Upon arrival, I found a single tract in 50 square miles with semblance of the native prairie I sought. Over the course of a few days, my setters never once got birdy. We saw not a single game bird along farm roads or public access. Thoroughly disappointed, we packed it in early, headed for Flathead Lake, and camped in a beautiful lakeside state park for a pick-me-up.

Finn running the Rocky Mountain Front.

On the contrary, in December I met a social media acquaintance near Grand Coulee, expecting prospective covers to resemble our local bird numbers. Darren McCall and his daughter Kinzie were gracious enough to show me some of their best covers, while I ran my best dogs. Wading into the first field of the day, dappled in Great Basin wild rye and other choice grasses, a scene reminiscent of the Dakotas erupted as waves of pheasant took to wing hundreds of yards ahead of us and the dog.

Moving on to the quintessential quail cover of the scablands, every grassy pocket held pheasant, but we put up not one quail covey. The sagebrush and bunchgrasses were cloaked in ice and the landscape a glimmering prism, punctuated by the milky green of sage and chocolate basalt outcrops. Darren claimed a single rooster, and we enjoyed an exhilarating hunt behind Yuba as she taught a clinic on pinning hens.

The common lesson relearned from both Montana and Grand Coulee was that quality habitat produces birds. The Montana habitat was abhorrent, while the scablands were characterized largely by native vegetation.

Yuba pinning a hen pheasant on the channeled scablands.

Also noteworthy, the western wildfires may have kept me from the Oregon sage grouse season, but exceptional mourning dove flights on my homestead amidst the smoke were a fair consolation. Finn and Yuba hunted at peak performance, Yuba in particular. Following a second surgery in August to correct hip dysplasia, she now has no hip sockets. I feared her stamina and stability would prove a challenge over the fall, but being freed of crippling arthritis, her exuberance, determination and skill were redefined.

Yuba’s pheasant savvy comes as a result of passion and drive that have helped hone her skills over the years. I lost count of her finds this past season, and the tenacity in which she pursued downed birds was an inspiring spectacle.

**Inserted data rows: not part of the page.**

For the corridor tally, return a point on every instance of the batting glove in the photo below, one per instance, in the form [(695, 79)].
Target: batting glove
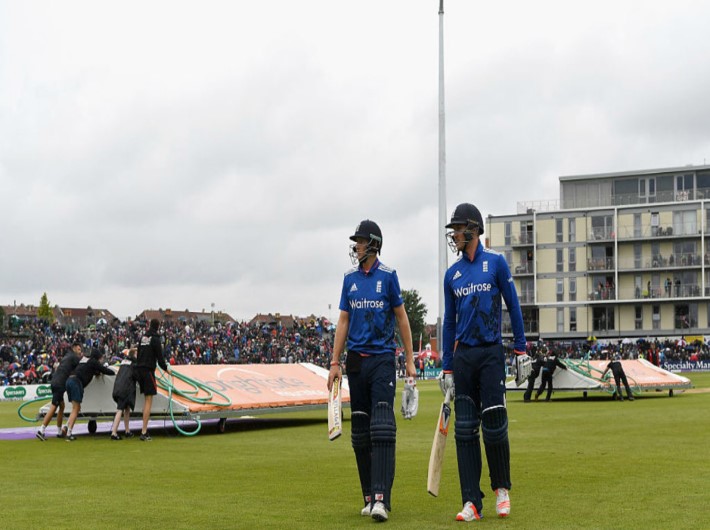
[(446, 382), (410, 399)]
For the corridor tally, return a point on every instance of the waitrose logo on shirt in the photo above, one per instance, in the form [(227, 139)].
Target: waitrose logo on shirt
[(472, 288), (367, 304)]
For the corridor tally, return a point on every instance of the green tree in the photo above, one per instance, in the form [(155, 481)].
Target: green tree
[(416, 311), (44, 311)]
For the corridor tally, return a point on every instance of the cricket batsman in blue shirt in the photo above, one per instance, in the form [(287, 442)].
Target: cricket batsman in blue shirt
[(370, 303), (474, 358)]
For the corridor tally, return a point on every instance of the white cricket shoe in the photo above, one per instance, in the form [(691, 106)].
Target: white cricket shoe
[(469, 513), (502, 502), (379, 512)]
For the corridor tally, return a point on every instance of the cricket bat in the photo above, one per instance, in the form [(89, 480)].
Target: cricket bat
[(436, 459), (335, 411)]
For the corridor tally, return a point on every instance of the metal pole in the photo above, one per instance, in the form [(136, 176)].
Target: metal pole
[(442, 179)]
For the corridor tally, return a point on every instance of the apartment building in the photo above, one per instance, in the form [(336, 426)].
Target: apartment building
[(619, 255)]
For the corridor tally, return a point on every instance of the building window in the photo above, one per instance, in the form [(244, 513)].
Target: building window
[(602, 227), (655, 223), (647, 189), (684, 187), (656, 317), (637, 255), (638, 317), (684, 223), (685, 317), (603, 319), (638, 230)]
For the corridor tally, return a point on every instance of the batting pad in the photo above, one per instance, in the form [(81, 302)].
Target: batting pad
[(383, 433), (495, 438), (468, 450), (363, 450)]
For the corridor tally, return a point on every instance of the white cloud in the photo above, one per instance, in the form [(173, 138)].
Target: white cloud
[(176, 154)]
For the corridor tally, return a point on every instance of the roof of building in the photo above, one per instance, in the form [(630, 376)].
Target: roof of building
[(635, 173)]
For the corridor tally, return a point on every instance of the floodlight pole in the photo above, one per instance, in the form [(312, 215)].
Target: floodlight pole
[(442, 181)]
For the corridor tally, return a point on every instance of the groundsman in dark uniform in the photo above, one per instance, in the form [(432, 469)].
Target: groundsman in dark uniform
[(150, 356)]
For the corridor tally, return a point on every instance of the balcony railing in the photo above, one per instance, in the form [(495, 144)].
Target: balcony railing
[(523, 268), (530, 326), (526, 238), (600, 264), (604, 293), (687, 290), (526, 298), (601, 234)]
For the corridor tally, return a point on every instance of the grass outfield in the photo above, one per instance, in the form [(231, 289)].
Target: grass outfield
[(576, 463)]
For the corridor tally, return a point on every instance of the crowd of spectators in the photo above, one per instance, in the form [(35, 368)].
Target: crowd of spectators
[(655, 351), (30, 355)]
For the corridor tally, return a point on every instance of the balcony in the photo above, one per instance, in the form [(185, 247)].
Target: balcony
[(524, 239), (598, 235), (600, 264), (602, 293), (661, 196), (530, 327), (660, 292), (523, 268), (526, 297)]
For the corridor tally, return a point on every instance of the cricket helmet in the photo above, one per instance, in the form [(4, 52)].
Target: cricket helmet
[(468, 215), (368, 230)]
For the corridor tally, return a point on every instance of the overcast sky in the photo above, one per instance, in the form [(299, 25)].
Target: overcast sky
[(182, 154)]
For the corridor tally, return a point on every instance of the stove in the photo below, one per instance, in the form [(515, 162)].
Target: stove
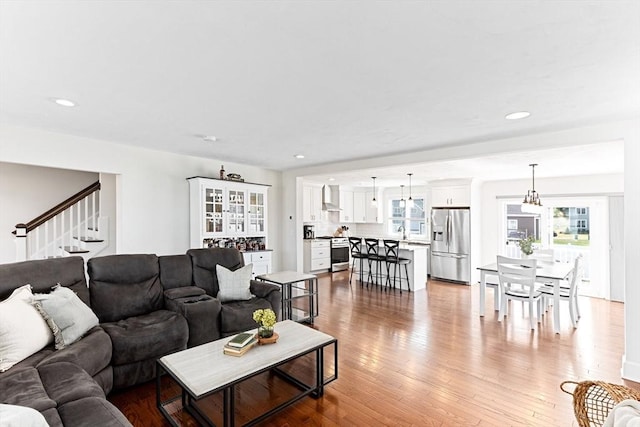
[(339, 253)]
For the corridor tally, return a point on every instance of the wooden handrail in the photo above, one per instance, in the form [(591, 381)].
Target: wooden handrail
[(41, 219)]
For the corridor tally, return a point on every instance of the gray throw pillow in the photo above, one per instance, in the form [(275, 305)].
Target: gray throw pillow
[(234, 285), (72, 317)]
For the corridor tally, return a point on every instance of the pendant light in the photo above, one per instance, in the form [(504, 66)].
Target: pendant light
[(374, 202), (531, 202), (410, 200)]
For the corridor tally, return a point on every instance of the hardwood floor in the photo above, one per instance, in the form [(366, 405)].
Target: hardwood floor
[(427, 359)]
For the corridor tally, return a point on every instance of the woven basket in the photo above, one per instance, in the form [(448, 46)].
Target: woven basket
[(593, 400)]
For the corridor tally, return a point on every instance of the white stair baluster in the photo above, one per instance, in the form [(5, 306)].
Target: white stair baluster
[(86, 217), (46, 240)]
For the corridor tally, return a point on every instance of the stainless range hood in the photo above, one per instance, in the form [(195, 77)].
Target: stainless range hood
[(328, 202)]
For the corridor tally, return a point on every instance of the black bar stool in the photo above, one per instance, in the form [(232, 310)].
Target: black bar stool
[(355, 244), (391, 252), (373, 257)]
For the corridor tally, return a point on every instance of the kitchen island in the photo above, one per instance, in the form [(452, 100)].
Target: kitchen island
[(417, 269)]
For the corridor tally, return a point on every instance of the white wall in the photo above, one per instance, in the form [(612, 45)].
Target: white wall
[(153, 194), (631, 358), (28, 191)]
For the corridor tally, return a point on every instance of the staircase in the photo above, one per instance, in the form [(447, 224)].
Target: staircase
[(73, 227)]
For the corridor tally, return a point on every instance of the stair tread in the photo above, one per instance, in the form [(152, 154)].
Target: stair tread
[(88, 239), (75, 250)]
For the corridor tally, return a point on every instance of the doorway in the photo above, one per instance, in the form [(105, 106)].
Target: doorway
[(570, 226)]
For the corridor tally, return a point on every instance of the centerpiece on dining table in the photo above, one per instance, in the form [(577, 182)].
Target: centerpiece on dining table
[(266, 320), (526, 246)]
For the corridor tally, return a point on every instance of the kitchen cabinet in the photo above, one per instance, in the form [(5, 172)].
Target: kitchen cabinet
[(451, 196), (221, 208), (311, 203), (317, 255), (346, 206), (261, 261)]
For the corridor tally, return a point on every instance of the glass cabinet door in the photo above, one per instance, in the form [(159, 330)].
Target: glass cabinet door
[(237, 214), (213, 218), (256, 212)]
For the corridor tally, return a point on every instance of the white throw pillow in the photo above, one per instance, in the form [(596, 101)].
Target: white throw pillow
[(72, 317), (22, 330), (234, 285)]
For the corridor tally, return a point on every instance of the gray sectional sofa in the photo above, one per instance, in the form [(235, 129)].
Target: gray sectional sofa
[(147, 306)]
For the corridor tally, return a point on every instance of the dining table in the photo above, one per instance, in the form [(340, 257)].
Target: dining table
[(546, 272)]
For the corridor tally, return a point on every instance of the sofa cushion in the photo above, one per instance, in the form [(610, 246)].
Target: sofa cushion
[(175, 271), (148, 336), (92, 411), (64, 382), (122, 286), (238, 315), (23, 387), (204, 263), (23, 331), (21, 416), (185, 291), (92, 353), (72, 317), (43, 274), (234, 285)]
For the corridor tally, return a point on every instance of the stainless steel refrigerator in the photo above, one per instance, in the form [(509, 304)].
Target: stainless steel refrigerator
[(450, 244)]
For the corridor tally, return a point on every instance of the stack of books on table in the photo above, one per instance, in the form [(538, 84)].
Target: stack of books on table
[(240, 344)]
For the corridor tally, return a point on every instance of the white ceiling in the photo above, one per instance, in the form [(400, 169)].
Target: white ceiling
[(330, 80)]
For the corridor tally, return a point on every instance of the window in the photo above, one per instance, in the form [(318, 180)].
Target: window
[(571, 226), (521, 225), (413, 220)]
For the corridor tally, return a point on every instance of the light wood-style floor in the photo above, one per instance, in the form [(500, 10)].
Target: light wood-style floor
[(427, 359)]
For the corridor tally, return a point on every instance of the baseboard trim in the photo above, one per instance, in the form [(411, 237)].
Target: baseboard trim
[(630, 370)]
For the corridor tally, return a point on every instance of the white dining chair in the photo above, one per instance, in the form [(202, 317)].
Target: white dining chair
[(517, 279), (568, 292)]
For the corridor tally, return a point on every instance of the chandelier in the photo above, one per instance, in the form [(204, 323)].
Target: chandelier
[(374, 202), (531, 202)]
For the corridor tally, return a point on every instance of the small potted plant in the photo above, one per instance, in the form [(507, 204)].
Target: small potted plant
[(526, 245), (266, 320)]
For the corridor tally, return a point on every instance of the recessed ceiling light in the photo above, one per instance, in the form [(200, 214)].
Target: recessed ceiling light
[(64, 102), (517, 115)]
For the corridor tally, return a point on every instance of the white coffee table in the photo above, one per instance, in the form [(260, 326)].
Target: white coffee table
[(203, 370)]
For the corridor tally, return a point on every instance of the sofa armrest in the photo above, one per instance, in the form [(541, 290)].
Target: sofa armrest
[(202, 312), (183, 292), (270, 292)]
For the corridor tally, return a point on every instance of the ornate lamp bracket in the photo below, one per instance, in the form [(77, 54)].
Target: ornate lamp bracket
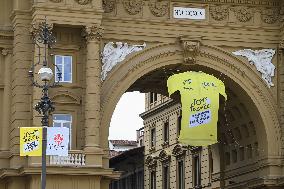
[(191, 48)]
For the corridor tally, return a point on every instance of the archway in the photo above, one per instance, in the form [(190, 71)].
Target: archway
[(251, 97)]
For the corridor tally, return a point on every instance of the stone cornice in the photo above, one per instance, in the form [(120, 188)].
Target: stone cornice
[(94, 32), (238, 2), (6, 51), (6, 35), (56, 170), (158, 108)]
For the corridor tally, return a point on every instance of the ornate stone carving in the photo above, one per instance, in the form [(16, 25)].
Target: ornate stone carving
[(262, 59), (219, 12), (56, 1), (83, 2), (270, 15), (92, 32), (159, 8), (191, 49), (5, 52), (195, 149), (108, 5), (243, 14), (133, 6), (151, 162), (281, 45), (111, 55), (179, 151), (164, 156)]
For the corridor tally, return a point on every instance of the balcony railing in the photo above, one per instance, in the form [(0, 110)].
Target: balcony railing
[(74, 158)]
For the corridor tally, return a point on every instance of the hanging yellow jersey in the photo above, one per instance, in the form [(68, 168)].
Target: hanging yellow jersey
[(200, 103), (30, 141)]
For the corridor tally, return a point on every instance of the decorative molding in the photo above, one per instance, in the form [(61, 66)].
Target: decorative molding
[(191, 49), (111, 55), (63, 97), (159, 8), (242, 13), (37, 27), (262, 59), (83, 2), (195, 149), (219, 12), (56, 1), (5, 52), (108, 5), (133, 7), (270, 15), (281, 45), (164, 157), (274, 3), (91, 33), (151, 162), (179, 151)]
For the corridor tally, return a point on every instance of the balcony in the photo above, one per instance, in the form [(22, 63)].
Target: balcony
[(74, 158)]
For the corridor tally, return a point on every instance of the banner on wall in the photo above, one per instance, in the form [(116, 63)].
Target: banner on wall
[(30, 141), (200, 104), (57, 141)]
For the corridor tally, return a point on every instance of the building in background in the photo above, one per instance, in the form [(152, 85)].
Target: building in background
[(171, 165)]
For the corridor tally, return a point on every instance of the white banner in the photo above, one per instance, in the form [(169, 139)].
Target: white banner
[(57, 141), (189, 13)]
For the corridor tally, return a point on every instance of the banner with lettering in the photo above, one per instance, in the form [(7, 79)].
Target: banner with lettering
[(200, 103), (57, 141), (30, 141)]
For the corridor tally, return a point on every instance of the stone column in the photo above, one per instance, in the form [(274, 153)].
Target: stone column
[(21, 84), (92, 148), (6, 100)]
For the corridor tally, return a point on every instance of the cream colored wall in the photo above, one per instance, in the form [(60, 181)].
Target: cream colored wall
[(161, 33)]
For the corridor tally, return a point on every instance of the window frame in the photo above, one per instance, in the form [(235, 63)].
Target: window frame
[(180, 174), (63, 68), (153, 137), (166, 176), (152, 179), (166, 132), (61, 122), (196, 169)]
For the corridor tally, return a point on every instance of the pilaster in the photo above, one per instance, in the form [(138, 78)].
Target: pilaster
[(6, 100), (92, 148), (21, 85)]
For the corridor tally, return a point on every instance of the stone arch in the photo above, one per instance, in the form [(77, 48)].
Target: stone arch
[(242, 75)]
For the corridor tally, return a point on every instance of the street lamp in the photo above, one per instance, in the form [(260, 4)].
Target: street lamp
[(43, 39)]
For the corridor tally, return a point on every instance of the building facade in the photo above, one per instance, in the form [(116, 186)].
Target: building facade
[(169, 164), (95, 44)]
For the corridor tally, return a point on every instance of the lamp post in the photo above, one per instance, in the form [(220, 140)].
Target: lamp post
[(42, 35)]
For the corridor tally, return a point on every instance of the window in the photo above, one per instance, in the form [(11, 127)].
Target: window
[(153, 137), (227, 158), (64, 64), (166, 177), (64, 120), (196, 171), (153, 180), (256, 149), (234, 156), (180, 174), (242, 153), (178, 125), (166, 131), (153, 97), (249, 151)]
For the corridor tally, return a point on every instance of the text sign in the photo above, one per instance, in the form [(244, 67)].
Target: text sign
[(189, 13)]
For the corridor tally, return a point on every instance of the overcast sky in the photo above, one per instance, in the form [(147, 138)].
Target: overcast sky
[(125, 119)]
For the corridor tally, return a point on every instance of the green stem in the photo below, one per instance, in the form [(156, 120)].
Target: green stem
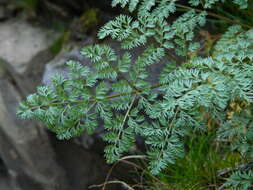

Taking another pull, the sweet aroma triggered further memories. The time has past to hang up the vest, stow the side-by-side, and box the pipe for another grueling nine months of anticipation. And, as always, it was done with a pang of regret, yet a sigh of relief.

Season’s end signals a close to the crack-of-dawn, frozen finger mornings, and cutting, combing and plucking a thousand invasive weed burrs from the notoriously tangly setter coats. It also brings halt to the sight of high-tailed points beneath the golden rays of the crepuscular hours, and the rush of wings against crackling grasses and shrub limbs.

My girls and I are getting no younger. The same can be said for my upland brethren. And to me, a picture is worth 1,000 birds. It’s going to be a long wait for September. May the memories of the stellar days afield, and time spent toting the scattergun with friends and family, simply following the dogs and admiring the splendor of the uplands, see us through to the early 2021 grouse season.

An exceptional performance by Yuba landed a couple well-earned roosters in the bag.